Unsecured Paperclip Instances Exposing Live Dashboards via Google Search

A Reddit user reported accidentally accessing a live Paperclip dashboard while searching for an error related to their OpenClaw agent. After Googling the error and clicking the first result, they were immediately presented with someone's complete Paperclip interface without any authentication required.
What Was Exposed
The exposed dashboard contained:
- Full organizational chart
- Active issues and task assignments
- Agent conversations and configurations
- Business plans and marketing strategies
- Task history and potentially API keys
The user noted they could read through "all his marketing plan, his whole business model" and described the situation as "your entire org, your agent configs, your API keys, your task history — all of it is public."

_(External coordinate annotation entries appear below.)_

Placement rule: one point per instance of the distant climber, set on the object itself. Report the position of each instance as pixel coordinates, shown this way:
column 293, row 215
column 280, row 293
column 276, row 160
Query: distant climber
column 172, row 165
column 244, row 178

Common Security Misconfigurations
According to the source, this exposure occurs when Paperclip instances have these characteristics:
- Exposed on a public domain or IP address
- Running in local_trusted mode
- Without Basic Auth or any login layer in front
The user emphasized that while Paperclip's self-hosted nature provides full control, it also means "you are responsible for securing it." They warned that improperly secured instances create "an accidental open-source intelligence feed of your entire company" that's indexable by search engines.
The core recommendation from the source is straightforward: "Don't expose it on a public domain without auth."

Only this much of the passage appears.